Similarly, Sheehan points out concerns that I share for Wolf, Garland, and Varitek. I’ve been shaking my head all along wondering why Wolf is in the conversation at all, and this adds fuel to the fire:
Since coming back from Tommy John surgery in 2006, Wolf has a massive Petco Park/Earth split: a 3.58 ERA and a 68/26 K/BB in the Happiest Place on Earth (For Pitchers), 4.90 with a 232/117 K/BB everywhere else. He’s a flyball pitcher without the velocity to work up in the zone any longer, and will have a huge home-run rate in a normal park.
Garland has put up better looking numbers on the surface for the last few years, but Sheehan informs us that his low strikeout and high contact rates suggest he’ll be progressively worse as time goes on. Even still, a move to the NL should stave off that downslide for at least a year or two, and he has the potential to be an innings-eater. But he certainly isn’t worth more than a two-year deal.
Varitek came up in recent rumors surrounding the Mets, though how much truth to them is up for debate. Still, the Mets have supposedly been shopping Brian Schneider in the hopes of upgrading the catching position.
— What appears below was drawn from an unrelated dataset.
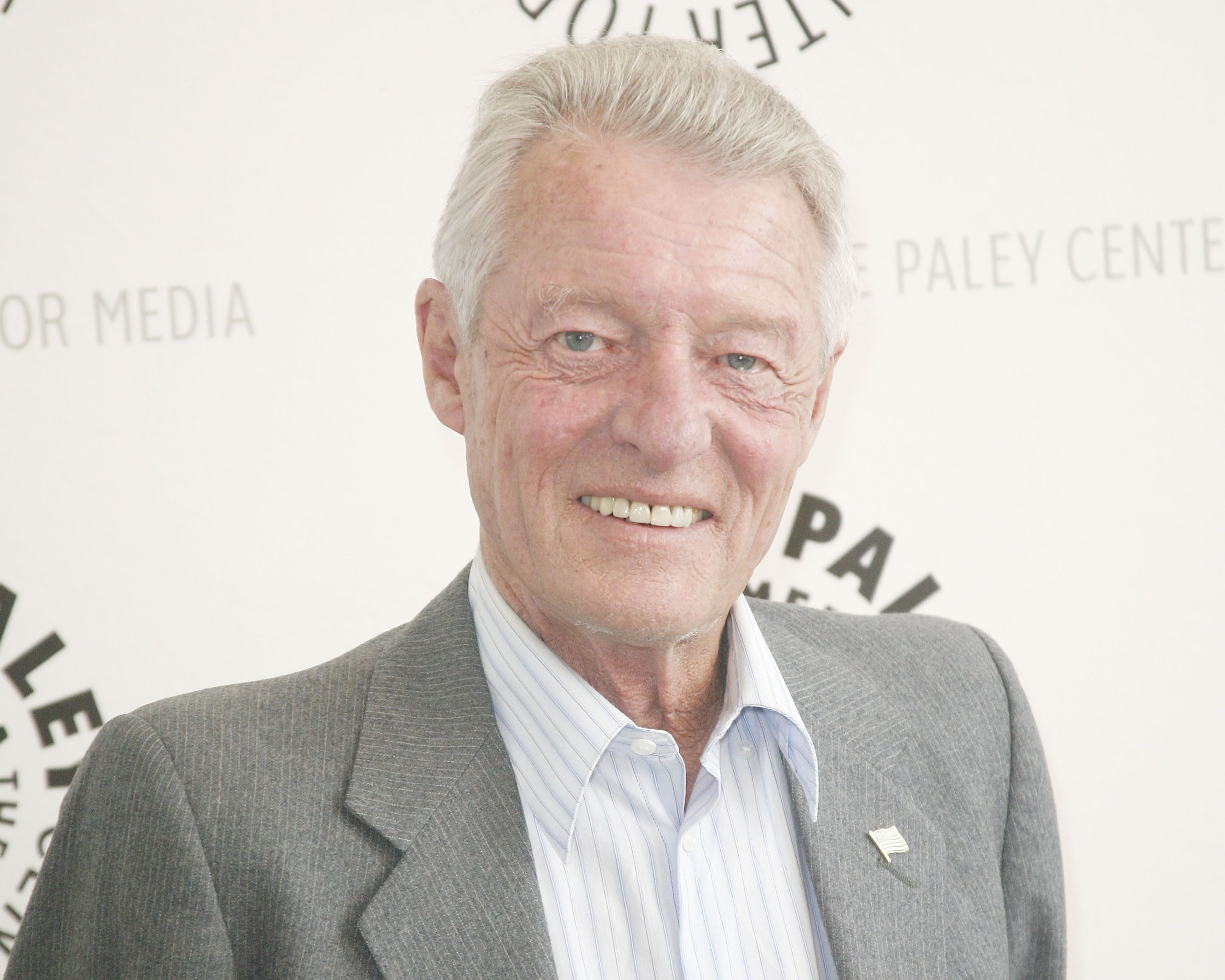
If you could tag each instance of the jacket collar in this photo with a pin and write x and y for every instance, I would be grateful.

Would Varitek qualify as an upgrade? Hard to say. Defensively, he’s about equal to Schneider, with a weaker arm. Offensively, it’s hard to be worse than Schneider was last year, but ‘tek was close; where Schneider had no power and a so-so average, Varitek had so-so power and a terrible average — you make the call. From a leadership standpoint, there’s no question — Varitek is exactly the type of leadership personality the Mets need, both on the field and in the clubhouse. Problem is, can he play in enough games to be effective? He turns 37 next April, and is probably best served in a platoon role — ideally and ironically, with someone like Schneider. But is it worth a compensation pick and $9M/year for someone who might play in only 100 games? (Well, that’s about what the Mets paid Moises Alou to appear in 15, so ….)
Of course, there are no guarantees with any free agents, and if the Mets added one or two of these players mentioned it wouldn’t be the end of the world. In fact, I’d welcome the additions of Varitek, Hudson, and Garland. The key is not overpaying for what could turn out to be yet another bad contract.